You boost your die roll and it levels up with you. At low levels, it's +1d4. At mid-levels (my character is sixth right now) it's +1d6. And it scales up as the character gains levels (+1d8, +1d10, etc.) from there. My DM keeps track of it -- jonrog1 -- so I'll try to lure him here to spec out the specifics.

For example, my sixth level rogue gets 4 chips worth 1d6 each at the beginning of the session. I can use them to boost 4 individual die rolls, or all on one when I've rolled a terrible save vs. death -- if I rolled a 1 on a FORT save, I could boost it by 4d6 theoretically, plus any of my normal modifiers.

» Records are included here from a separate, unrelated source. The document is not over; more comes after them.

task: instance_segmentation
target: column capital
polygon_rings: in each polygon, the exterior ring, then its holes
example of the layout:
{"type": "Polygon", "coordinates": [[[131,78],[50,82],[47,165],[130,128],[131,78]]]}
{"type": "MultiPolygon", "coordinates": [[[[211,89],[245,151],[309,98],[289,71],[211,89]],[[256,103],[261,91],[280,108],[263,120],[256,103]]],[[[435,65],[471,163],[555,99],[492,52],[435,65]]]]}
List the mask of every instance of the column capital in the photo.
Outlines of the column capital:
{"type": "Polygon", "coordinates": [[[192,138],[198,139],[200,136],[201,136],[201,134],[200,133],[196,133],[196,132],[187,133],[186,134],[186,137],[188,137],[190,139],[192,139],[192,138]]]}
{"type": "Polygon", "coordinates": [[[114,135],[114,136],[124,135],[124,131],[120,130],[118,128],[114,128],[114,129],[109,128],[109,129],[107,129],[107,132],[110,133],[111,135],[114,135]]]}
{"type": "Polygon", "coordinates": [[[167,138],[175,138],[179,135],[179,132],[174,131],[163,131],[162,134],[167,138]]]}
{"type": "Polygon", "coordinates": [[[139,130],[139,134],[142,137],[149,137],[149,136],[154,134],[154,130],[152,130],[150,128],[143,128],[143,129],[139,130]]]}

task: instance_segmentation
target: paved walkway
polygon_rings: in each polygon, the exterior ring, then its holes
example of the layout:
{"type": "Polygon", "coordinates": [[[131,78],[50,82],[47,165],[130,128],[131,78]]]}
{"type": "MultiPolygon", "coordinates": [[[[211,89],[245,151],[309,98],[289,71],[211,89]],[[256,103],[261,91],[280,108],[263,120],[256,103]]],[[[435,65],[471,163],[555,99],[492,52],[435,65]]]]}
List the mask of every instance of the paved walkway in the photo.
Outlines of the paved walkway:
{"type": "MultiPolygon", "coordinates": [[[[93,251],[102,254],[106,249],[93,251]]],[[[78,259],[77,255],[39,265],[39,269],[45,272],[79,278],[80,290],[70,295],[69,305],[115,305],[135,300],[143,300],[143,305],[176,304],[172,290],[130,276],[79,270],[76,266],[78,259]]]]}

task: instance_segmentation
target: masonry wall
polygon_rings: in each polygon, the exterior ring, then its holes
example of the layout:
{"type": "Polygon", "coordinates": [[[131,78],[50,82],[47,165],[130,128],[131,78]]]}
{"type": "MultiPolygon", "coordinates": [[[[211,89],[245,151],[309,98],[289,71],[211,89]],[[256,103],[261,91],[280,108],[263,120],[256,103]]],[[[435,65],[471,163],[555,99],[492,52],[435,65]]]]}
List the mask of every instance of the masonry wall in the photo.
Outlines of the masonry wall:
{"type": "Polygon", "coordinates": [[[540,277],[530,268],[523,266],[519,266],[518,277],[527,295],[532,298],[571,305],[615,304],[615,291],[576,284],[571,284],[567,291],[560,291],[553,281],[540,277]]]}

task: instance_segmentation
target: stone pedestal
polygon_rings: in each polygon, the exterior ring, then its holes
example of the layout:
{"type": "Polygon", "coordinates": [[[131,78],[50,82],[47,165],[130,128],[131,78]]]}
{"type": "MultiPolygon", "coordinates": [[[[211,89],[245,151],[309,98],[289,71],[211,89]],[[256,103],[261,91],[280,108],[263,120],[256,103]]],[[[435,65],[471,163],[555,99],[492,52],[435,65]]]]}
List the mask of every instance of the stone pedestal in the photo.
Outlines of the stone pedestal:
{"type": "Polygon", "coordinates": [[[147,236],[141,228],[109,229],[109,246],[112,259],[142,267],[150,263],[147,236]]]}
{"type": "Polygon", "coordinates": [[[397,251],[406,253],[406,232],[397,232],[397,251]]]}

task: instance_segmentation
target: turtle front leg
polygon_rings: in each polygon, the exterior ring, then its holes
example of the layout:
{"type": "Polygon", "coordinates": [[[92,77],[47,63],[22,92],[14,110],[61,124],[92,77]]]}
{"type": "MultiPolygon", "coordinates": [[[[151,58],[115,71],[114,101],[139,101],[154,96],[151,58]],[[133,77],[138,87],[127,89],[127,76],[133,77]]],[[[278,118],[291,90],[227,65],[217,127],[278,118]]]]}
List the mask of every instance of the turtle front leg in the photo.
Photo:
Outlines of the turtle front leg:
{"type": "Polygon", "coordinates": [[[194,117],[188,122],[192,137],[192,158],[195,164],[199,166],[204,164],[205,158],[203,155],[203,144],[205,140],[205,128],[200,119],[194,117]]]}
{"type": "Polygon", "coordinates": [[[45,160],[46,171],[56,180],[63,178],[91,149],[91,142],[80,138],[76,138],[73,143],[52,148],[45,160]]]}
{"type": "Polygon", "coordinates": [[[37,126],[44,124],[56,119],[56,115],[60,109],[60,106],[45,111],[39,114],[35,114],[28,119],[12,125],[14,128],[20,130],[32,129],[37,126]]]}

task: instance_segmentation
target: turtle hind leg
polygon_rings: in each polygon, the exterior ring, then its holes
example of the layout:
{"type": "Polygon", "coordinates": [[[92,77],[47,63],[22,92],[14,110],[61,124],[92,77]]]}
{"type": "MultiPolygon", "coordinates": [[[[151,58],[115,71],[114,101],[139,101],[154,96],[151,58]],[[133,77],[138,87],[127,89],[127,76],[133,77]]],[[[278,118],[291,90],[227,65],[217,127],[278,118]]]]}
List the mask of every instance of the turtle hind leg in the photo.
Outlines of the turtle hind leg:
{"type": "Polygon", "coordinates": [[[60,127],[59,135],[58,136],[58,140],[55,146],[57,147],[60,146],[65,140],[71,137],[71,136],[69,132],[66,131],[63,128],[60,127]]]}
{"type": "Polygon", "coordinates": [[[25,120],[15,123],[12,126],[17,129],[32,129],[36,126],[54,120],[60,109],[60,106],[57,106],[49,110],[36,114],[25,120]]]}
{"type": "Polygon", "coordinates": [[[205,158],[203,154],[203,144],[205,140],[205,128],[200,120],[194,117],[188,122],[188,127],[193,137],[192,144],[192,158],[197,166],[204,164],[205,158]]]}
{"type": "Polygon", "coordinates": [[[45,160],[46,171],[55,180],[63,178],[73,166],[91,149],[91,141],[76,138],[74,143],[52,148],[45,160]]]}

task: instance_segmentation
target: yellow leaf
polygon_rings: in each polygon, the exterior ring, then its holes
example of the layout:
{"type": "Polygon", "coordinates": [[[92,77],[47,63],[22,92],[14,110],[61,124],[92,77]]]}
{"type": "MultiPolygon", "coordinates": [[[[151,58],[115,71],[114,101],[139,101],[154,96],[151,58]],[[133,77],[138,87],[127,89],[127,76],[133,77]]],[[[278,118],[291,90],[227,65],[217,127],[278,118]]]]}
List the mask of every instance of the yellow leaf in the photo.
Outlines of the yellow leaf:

Playing a rogue who does 1d6 with a short sword, I occassionally try to use it to boost my damage when I can't get the flank. But those chips are best saved for saves.

It's surprisingly un-game-breaking. Many nights I'm packing up my stuff to go home and noticing that I've got three chips I haven't used. You have a tendency to save them for a rainy day, so players don't blow through them breaking the game.

I think SPYCRAFT uses something like this as well.
 

Trainz@work

First Post
Schmackboy said:
Hey Trainz,

Hey. :D

You boost your die roll and it levels up with you. At low levels, it's +1d4. At mid-levels (my character is sixth right now) it's +1d6. And it scales up as the character gains levels (+1d8, +1d10, etc.) from there. My DM keeps track of it -- jonrog1 -- so I'll try to lure him here to spec out the specifics.

This is SO cool, I will use it for sure in my D&D game. It feels even better than the d20 M action points. I will go buy cool looking chips too.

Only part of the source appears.